Arrest of Thai Anti-Drug Agent Sparks Row Row

A volunteer Thai anti-drug agent who was arrested in Oddar Meanchey province for possession of methamphetamines has a history of paying Cambodians to smuggle drugs to Thailand and then making sure they get caught, police alleged Tues­day.

Thai authorities, however, claim the agent was set up and are threatening to close down Oddar Meanchey’s Chong Chom border pass if he is not released.

The Bangkok Post reported Tuesday that Amnuay Khem­khaeng, described as a volunteer anti-drug agent from Thailand’s Surin province, crossed the Thai border to investigate drug production in Oddar Meanchey.

Song Pisith, Oddar Meanchey deputy police chief, said Tuesday that Amnuay Khemkhaeng was arrested on Thursday for attempting to take 30 methamphetamine pills into Cambodia. He was sent to Siem Reap province because re­mote Oddar Meanchey does not have a courthouse, Song Pisith said.

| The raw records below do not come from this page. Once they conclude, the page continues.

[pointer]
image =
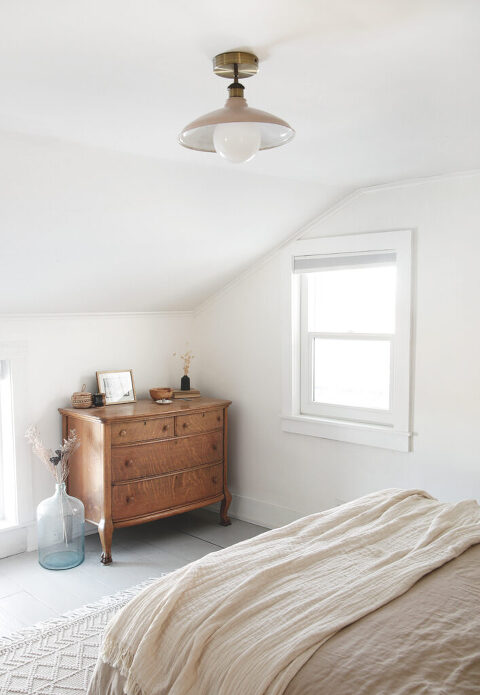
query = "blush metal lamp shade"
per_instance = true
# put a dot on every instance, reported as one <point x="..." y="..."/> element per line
<point x="200" y="133"/>
<point x="236" y="132"/>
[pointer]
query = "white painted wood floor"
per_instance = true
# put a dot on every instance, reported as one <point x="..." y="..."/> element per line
<point x="29" y="593"/>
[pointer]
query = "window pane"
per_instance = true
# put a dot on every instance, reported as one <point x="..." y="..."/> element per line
<point x="352" y="372"/>
<point x="358" y="300"/>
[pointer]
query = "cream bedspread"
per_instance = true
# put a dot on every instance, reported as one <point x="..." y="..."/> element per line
<point x="246" y="619"/>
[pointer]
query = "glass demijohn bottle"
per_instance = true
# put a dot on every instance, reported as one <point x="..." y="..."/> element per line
<point x="61" y="530"/>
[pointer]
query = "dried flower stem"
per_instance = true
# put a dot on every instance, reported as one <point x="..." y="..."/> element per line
<point x="56" y="461"/>
<point x="187" y="358"/>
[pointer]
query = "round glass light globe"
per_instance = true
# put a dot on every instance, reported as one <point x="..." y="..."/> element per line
<point x="237" y="142"/>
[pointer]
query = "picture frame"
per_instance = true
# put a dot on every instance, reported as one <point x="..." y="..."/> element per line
<point x="117" y="385"/>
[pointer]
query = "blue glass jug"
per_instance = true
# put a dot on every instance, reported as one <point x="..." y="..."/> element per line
<point x="61" y="530"/>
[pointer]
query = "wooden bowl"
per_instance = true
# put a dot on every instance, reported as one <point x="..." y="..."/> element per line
<point x="159" y="394"/>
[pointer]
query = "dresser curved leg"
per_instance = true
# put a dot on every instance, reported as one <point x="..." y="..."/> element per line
<point x="105" y="530"/>
<point x="224" y="518"/>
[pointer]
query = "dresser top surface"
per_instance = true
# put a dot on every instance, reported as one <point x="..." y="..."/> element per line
<point x="143" y="409"/>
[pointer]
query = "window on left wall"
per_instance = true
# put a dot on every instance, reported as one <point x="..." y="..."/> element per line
<point x="7" y="445"/>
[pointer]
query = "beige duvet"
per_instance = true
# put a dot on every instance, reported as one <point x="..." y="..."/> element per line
<point x="422" y="641"/>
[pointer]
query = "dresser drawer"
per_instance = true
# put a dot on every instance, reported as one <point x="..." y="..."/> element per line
<point x="144" y="497"/>
<point x="141" y="460"/>
<point x="199" y="422"/>
<point x="142" y="430"/>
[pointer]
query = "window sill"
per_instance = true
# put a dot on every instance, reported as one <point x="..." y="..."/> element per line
<point x="351" y="432"/>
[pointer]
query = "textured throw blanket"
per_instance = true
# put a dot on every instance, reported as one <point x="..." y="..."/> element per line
<point x="244" y="620"/>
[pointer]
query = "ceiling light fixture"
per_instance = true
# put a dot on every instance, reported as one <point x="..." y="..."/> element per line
<point x="237" y="131"/>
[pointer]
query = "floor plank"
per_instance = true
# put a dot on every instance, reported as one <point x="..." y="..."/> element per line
<point x="29" y="593"/>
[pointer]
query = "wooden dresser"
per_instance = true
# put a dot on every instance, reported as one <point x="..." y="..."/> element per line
<point x="142" y="461"/>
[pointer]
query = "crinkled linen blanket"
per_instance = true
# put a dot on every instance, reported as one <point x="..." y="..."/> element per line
<point x="244" y="620"/>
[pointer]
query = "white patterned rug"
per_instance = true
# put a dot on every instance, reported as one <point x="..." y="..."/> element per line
<point x="57" y="657"/>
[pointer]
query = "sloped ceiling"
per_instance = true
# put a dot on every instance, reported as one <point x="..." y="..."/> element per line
<point x="102" y="210"/>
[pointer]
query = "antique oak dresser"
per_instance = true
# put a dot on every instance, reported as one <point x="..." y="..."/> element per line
<point x="142" y="461"/>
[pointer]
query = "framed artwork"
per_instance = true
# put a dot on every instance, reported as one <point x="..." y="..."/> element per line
<point x="118" y="387"/>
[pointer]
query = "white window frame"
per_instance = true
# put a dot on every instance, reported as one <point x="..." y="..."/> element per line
<point x="8" y="508"/>
<point x="387" y="429"/>
<point x="15" y="528"/>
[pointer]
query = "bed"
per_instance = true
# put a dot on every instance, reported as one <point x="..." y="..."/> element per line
<point x="381" y="596"/>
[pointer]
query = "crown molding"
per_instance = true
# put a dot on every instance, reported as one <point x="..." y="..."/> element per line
<point x="97" y="315"/>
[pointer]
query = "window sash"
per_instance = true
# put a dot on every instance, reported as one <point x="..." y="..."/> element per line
<point x="342" y="412"/>
<point x="364" y="414"/>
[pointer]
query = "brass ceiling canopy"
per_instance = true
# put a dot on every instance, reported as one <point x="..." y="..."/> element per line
<point x="246" y="65"/>
<point x="237" y="131"/>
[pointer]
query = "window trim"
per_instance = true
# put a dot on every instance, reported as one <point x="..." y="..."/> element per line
<point x="396" y="434"/>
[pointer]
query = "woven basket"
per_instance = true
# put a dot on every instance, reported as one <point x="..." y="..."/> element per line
<point x="82" y="399"/>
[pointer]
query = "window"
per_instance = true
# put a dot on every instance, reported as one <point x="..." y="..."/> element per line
<point x="7" y="444"/>
<point x="350" y="339"/>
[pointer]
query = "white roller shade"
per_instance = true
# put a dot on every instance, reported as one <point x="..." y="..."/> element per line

“We have reports from the Cambodian people about Mr Amnuay selling drugs from Thai­land,” said Song Pisith. “They said he paid money for Cam­bodians to deliver drugs to Thai­land for him to sell.”

Authorities from Surin prov­ince are standing by Amnuay and have alleged he was set up, the Post reported.

According to the newspaper, Am­nuay Khemk­haeng was scheduled to receive an award for his work as an undercover investigator in Cam­bodia and his efforts in Thailand’s fight against drugs.

Songchai Chaipatiyut, second secretary of the Thai Embassy in Phnom Penh, said Wednesday that he had no details about the ar­rest or the threats to close the Chong Chom checkpoint.

A second Cambodian police officer, who requested anonymity, said Tuesday that he had proof that the Thai agent was organizing the Cambodian people he later turned over to Thai police.

“After our investigation we found out that Amnuay is a Thai agent in Surin province,” the officer said.

“But he frequently visits Cam­bodia to get more people to work for him, and then they get arrested in Thailand,” the officer said.

“Amnuay has tricked and at­tracted Cambodian people to deliver drugs to him in Thailand and then he told Thai authorities to arrest those people,” the officer alleged. “We have to prevent him from doing this in the future because many Cambodian people have been found guilty in Thailand for drug trafficking.”

The officer said that before Am­nuay was arrested, a woman re­ported to police that Amnuay paid her about $23 to take am­phet­amines into Thailand and offered to pay her around $46 more after she made the delivery.

The Bangkok Post also reported Tuesday that police Colonel Virat Thatthong, chief of police in Kap Choeng district, Surin prov­ince, Wirun Kamhaeng, assistant district chief, and Major Saneh Krichan, a Thai military coordinator on Cambodian affairs, met with an Oddar Meanchey deputy police chief on Monday to re­quest the Thai agent’s release.

“Thai authorities came to meet with Oddar Meanchey police to ask for his release, but the police chief will not approve it because we have real evidence—so let the court decide this case,” Song Pisith said.

“But I heard that if Cambodia does not release him, the Thai authorities said they will shut down the border checkpoint,” he added.